When I was in seminary, I stopped asking God for things. I got too spiritually sophisticated for that low-brow style of prayer, I suppose. It felt a little too much like rubbing a magic lamp or doing a rain dance around a campfire. So I decided to “up my prayer game” by doing less asking and more silent, meditative reflection.
This was my line of thinking: if God is all-knowing, He already knows what I want and need. He even knows whether I’m going to get it if I ask for it or not. If God is all-powerful, He’s able to do anything regardless of what I pray for. And if God is all-good, he’s going to look out for me, whether or not I’m on my knees begging for help. Otherwise, one of three things is true: God isn’t real, He doesn’t care, or He is like a playground bully who makes you say his name before letting you up off the ground. If God is God, I figured, what’s the point of praying for stuff?
I know I’m not alone in my skepticism. Many intellectual believers have decided that meditation, contemplation, and practicing mindfulness are higher forms of prayer than asking God for things. These practices may be worthwhile supplements to prayer, but they’re certainly not suitable as substitutes for prayer. Prayer is the conversation, the communication, the speaking and the listening with God. But some heady Christians are no longer asking God for things because they simply don’t think it works.
This dilemma isn’t new. In the 1940s, CS Lewis wrote, “It might be a very pretty thing if a little boy never asked for cake because he was so high-minded and spiritual that he didn’t want any cake. But there’s nothing especially pretty about a little boy who doesn’t ask because he has learned that it is no use asking.”

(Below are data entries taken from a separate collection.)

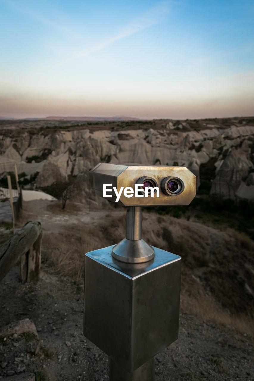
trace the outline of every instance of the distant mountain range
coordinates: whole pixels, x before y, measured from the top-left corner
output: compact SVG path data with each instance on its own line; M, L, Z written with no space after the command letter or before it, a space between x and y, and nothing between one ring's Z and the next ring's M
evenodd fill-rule
M114 117L61 117L49 116L45 118L10 118L8 117L0 116L2 120L96 120L103 121L104 120L140 120L138 118L132 118L120 115Z

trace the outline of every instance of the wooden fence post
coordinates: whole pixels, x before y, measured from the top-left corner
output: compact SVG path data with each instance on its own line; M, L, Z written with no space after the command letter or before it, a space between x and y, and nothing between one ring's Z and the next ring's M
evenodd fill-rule
M16 185L17 185L17 189L18 189L18 192L19 194L20 193L20 187L19 187L19 176L18 176L18 171L17 170L17 166L16 164L14 165L14 168L15 168L15 178L16 180Z
M7 175L7 181L8 182L8 187L10 194L10 202L11 204L12 219L13 222L13 234L15 234L15 215L14 214L14 208L13 208L13 199L12 198L12 188L11 188L11 176L9 175Z
M22 256L23 281L39 280L42 235L40 223L30 221L4 242L0 247L0 281Z
M40 280L42 237L42 232L41 232L34 243L21 257L20 278L21 282L36 282Z

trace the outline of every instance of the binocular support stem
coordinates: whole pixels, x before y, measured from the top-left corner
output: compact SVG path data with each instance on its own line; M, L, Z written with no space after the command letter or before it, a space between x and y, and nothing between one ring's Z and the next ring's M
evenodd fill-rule
M126 238L137 241L142 238L142 207L130 207L126 213Z
M141 263L154 258L154 250L142 239L142 208L130 207L126 213L126 237L112 249L112 256L125 263Z

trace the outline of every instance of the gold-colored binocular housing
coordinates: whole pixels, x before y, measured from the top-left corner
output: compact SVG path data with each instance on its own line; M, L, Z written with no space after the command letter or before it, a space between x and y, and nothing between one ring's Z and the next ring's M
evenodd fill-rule
M196 176L185 167L99 163L90 174L98 196L127 207L188 205L196 195Z

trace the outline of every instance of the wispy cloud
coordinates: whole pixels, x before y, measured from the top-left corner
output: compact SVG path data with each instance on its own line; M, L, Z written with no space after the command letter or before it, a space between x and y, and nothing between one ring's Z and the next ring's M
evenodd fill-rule
M25 5L22 2L18 3L13 0L8 0L8 1L6 0L0 0L0 2L5 4L15 12L26 15L35 21L53 28L61 33L68 36L72 35L77 37L77 34L72 29L66 26L64 22L59 23L52 21L50 18L45 17L39 12Z
M143 15L135 18L111 38L87 49L73 52L68 58L59 62L58 64L63 65L77 58L85 57L108 46L115 41L128 37L161 22L169 13L170 5L173 2L171 1L163 1L157 3L154 7L150 8Z

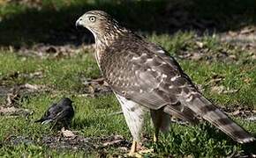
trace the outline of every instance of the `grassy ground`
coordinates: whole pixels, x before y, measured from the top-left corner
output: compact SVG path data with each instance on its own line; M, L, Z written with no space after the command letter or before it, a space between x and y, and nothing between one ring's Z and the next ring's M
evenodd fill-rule
M109 115L120 111L113 94L102 93L101 88L92 92L84 83L88 79L101 77L101 75L93 50L79 45L81 39L87 44L92 38L76 31L73 25L82 12L94 8L109 11L118 19L124 19L127 25L140 31L148 40L165 47L208 98L256 135L256 123L246 120L256 110L255 47L248 48L245 44L237 46L221 41L218 38L220 33L229 30L236 32L254 25L254 11L247 7L253 6L254 1L245 1L240 5L224 1L222 7L214 3L215 5L212 5L207 14L202 13L207 7L195 5L200 1L184 5L174 3L169 7L178 6L181 11L187 11L190 5L193 6L189 13L199 19L195 23L187 17L184 19L186 23L179 26L168 20L166 14L172 14L170 12L174 10L165 8L169 6L168 2L134 1L126 4L108 1L22 2L3 1L0 4L0 104L6 105L7 93L14 93L13 87L28 83L43 88L34 91L20 90L19 99L11 104L27 109L33 111L32 114L10 116L1 113L0 156L105 157L124 155L129 149L127 147L132 140L124 117ZM199 4L200 6L209 7L206 4ZM226 14L224 6L230 7ZM141 8L143 11L140 11ZM217 15L216 8L220 8ZM241 13L244 8L247 8L245 15ZM150 12L150 16L145 12ZM228 20L233 14L237 17ZM146 22L144 19L148 17L152 19ZM245 17L247 18L245 19ZM219 21L216 22L216 19ZM243 23L238 24L240 19ZM207 25L205 21L210 25ZM158 22L164 25L159 26ZM223 24L217 26L220 22ZM203 24L203 26L198 27L199 24ZM182 31L177 32L178 28ZM39 43L43 43L43 46L39 47ZM69 47L67 54L56 47L67 45L77 47ZM76 131L79 135L74 141L65 140L59 132L50 130L49 126L34 123L50 104L63 97L69 97L74 101L76 113L71 130ZM235 114L237 111L238 114ZM249 114L246 115L247 111ZM243 115L243 112L245 114ZM146 155L149 157L226 157L247 149L204 123L195 126L171 124L170 132L161 135L158 144L152 142L152 133L153 129L147 126L143 141L147 147L154 149L154 154ZM102 146L115 135L122 136L121 143ZM88 142L82 141L86 138L89 139Z

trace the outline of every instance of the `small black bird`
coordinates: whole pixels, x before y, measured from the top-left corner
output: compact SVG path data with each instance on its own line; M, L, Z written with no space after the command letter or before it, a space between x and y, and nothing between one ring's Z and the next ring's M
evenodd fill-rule
M57 104L53 104L44 115L39 120L34 122L41 122L41 125L53 123L53 127L68 127L74 117L74 110L72 107L72 101L64 97Z

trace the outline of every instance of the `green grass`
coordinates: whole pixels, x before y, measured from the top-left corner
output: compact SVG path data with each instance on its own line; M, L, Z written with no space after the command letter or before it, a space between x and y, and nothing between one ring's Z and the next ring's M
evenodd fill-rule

The skeptic’s logic often works this way: God is going to accomplish his will – with or without our prayers. If I pray for a fully restored, classic Jeep Wagoneer with exterior wood paneling (hypothetically speaking, of course), and God was already planning to give it to me in the first place, then my prayer was a waste of time. But if God wasn’t planning to give me my dream-car, then my prayer won’t change His divine mind.
But is it really that simple? What if intellectual sophisticates are the ones who have prayer all wrong? What if, as the brilliant 17th Century philosopher Blaise Pascal believed, “God instituted prayer in order to allow His creatures the dignity of causality”?
In other words, what if somehow, in ways beyond our comprehension, prayer actually changes things? Is it possible that God has given us prayer as a tool of causation to bring about the changes He has willed?
Let’s think about it like this: I’m pretty sure God’s will for me involves not dying of dehydration, but I still have to drink the water. I’m fairly certain God intends for me to feed my kids breakfast when they wake up, but He won’t be the one standing over the waffle iron an hour from now. I think God’s desire is for me to be a friend to the woman who sleeps on the sidewalk up the street from my house, but He’s not going to force me to introduce myself.
I believe God has a plan, and he has composed the outline of eternity’s script, but He has appointed us to be the actors in His story. And in His divine wisdom, He seems to leave room in His story for some measure of human improvisation. Prayer is one of the ways that God allows us to improvise.
I don’t know how, exactly, but I just know with every fiber of my being prayer changes things. It changes me. It changes the people around me. It might even influence the Author of life to somehow alter the end of the story for a sinner like me.
The arrogant fool might say, “It’s silly and quaint for religious rubes to ask God for things,” while day after day, the “foolish” faithful get on their knees and change the world.